- English: Your hands
- Occasion: Easter
- Text: by Marcello Giombini
- Language: Italian
- Melody: by Marcello Giombini
- Published: 1970

= Le tue mani =

1970 Easter song written by Marcello Giombini

Le tue mani is a 1970 Easter song written by Marcello Giombini. It has become popular in Sweden as Dina händer är fulla av blommor, with 1972 Swedish-language lyrics by Lars Åke Lundberg.
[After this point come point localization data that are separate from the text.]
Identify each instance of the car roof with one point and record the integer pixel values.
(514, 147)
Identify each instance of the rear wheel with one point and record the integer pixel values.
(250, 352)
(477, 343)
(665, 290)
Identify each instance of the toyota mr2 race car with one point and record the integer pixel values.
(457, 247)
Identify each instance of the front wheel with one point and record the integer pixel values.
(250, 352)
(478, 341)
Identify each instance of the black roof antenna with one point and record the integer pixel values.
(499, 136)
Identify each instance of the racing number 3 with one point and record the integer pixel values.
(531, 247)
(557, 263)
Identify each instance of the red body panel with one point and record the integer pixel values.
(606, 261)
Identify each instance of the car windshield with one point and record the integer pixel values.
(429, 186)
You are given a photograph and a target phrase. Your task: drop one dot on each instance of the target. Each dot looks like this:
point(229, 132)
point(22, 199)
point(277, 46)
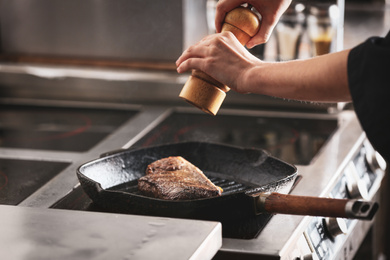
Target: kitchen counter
point(32, 233)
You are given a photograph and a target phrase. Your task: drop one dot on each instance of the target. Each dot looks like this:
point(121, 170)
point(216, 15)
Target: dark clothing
point(369, 83)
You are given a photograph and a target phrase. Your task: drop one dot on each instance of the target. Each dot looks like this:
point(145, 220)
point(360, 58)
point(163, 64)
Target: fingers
point(198, 50)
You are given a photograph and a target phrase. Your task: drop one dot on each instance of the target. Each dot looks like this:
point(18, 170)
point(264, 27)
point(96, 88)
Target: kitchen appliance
point(97, 110)
point(333, 157)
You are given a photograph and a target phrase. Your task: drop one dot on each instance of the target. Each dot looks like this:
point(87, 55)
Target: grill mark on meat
point(174, 178)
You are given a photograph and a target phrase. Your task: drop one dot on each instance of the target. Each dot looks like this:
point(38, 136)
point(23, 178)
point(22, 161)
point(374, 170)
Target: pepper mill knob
point(205, 92)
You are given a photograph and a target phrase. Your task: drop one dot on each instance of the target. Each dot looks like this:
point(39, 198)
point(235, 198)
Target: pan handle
point(315, 206)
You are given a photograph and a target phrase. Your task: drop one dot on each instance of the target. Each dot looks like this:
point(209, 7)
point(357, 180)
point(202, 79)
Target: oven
point(57, 114)
point(50, 139)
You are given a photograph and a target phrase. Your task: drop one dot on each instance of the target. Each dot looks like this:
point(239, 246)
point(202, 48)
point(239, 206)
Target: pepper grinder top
point(205, 92)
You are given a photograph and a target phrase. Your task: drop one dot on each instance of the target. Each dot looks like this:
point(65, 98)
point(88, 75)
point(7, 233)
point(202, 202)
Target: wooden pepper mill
point(205, 92)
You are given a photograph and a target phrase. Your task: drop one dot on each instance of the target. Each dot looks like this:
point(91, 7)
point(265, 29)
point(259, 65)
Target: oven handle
point(314, 206)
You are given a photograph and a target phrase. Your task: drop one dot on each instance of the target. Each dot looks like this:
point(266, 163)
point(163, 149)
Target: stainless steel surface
point(145, 30)
point(154, 95)
point(31, 233)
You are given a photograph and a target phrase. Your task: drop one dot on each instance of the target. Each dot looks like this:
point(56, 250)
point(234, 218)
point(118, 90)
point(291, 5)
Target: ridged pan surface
point(111, 181)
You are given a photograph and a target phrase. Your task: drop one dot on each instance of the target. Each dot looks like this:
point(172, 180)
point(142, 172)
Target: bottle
point(322, 27)
point(289, 32)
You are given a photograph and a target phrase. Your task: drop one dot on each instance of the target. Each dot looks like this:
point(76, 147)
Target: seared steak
point(174, 178)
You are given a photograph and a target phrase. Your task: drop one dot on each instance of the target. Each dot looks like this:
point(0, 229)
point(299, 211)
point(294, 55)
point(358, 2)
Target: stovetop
point(315, 142)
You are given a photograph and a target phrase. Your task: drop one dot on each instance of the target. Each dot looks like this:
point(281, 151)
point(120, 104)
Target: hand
point(222, 57)
point(270, 10)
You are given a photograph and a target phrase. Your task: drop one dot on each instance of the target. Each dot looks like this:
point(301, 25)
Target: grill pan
point(254, 182)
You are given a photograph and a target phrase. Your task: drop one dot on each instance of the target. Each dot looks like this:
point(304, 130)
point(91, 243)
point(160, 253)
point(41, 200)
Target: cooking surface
point(20, 178)
point(295, 140)
point(59, 129)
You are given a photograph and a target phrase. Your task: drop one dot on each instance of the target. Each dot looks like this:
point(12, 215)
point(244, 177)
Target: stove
point(47, 141)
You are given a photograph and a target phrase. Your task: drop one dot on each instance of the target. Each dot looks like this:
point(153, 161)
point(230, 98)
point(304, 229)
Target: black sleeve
point(369, 83)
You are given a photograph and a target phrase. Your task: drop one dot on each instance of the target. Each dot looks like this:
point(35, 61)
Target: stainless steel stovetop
point(330, 151)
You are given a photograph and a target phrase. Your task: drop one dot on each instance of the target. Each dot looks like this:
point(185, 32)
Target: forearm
point(320, 79)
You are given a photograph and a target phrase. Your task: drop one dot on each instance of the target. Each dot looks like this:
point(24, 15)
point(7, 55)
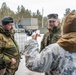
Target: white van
point(19, 28)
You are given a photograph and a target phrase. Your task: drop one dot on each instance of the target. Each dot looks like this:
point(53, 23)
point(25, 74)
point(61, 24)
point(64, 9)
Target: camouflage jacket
point(53, 59)
point(50, 37)
point(8, 49)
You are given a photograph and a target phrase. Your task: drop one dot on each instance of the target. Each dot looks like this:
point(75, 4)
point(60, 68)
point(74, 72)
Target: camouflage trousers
point(7, 72)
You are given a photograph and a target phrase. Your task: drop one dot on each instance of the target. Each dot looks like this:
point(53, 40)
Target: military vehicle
point(30, 25)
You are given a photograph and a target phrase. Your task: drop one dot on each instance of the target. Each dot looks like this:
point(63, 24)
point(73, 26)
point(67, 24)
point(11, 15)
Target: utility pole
point(42, 16)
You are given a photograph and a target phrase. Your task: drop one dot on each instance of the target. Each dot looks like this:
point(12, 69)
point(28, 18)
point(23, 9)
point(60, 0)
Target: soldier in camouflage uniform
point(58, 58)
point(53, 33)
point(9, 52)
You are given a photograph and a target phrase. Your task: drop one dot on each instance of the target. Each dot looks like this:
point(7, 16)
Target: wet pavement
point(22, 70)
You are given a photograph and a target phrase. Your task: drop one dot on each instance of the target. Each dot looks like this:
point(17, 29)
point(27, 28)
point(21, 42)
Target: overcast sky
point(49, 6)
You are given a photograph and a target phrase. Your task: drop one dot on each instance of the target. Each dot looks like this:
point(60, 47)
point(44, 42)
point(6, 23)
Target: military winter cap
point(69, 23)
point(7, 20)
point(52, 16)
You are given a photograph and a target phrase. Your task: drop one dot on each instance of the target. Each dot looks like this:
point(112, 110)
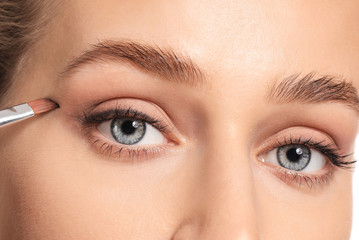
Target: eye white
point(152, 135)
point(317, 160)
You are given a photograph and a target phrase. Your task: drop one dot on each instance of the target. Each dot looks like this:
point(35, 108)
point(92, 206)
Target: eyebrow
point(163, 62)
point(312, 89)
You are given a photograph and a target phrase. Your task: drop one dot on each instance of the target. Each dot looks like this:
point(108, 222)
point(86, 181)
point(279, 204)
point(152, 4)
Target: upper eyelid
point(106, 115)
point(332, 153)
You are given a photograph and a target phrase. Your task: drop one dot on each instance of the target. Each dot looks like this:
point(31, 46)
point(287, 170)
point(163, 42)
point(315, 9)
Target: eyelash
point(90, 121)
point(330, 151)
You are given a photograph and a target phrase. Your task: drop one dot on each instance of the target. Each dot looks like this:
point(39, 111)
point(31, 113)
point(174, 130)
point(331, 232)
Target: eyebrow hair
point(164, 62)
point(310, 89)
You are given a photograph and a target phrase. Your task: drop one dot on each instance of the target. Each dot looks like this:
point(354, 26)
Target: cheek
point(64, 190)
point(316, 214)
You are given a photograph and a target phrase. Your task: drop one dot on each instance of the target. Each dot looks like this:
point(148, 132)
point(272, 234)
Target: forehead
point(225, 35)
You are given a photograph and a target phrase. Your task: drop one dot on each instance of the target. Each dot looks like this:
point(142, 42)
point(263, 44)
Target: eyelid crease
point(330, 151)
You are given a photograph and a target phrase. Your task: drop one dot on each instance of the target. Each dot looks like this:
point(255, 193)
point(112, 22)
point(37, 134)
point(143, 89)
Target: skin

The song is a so-called response song, which is sung between men and women, and was probably first presented in Sweden at a hymnology seminar during the early 1970s, before Lars Åke Lundberg wrote lyrics in Sweden. However, he wrote the fourth verse as a prayer to the resurrected Jesus. The 1976 Church Assembly wanted to change lyrics. That caused Lars Åke Lundberg to withdraw his entire propose for lyrics, and all verses were approved.

== Publications ==

===Swedish-language version===
Published as number 154 in:
- Den svenska psalmboken 1986,
- 1986 års Cecilia-psalmbok
- Psalmer och Sånger 1987
- Segertoner 1988
- Frälsningsarméns sångbok 1990 under the lines "Påsk" (Easter).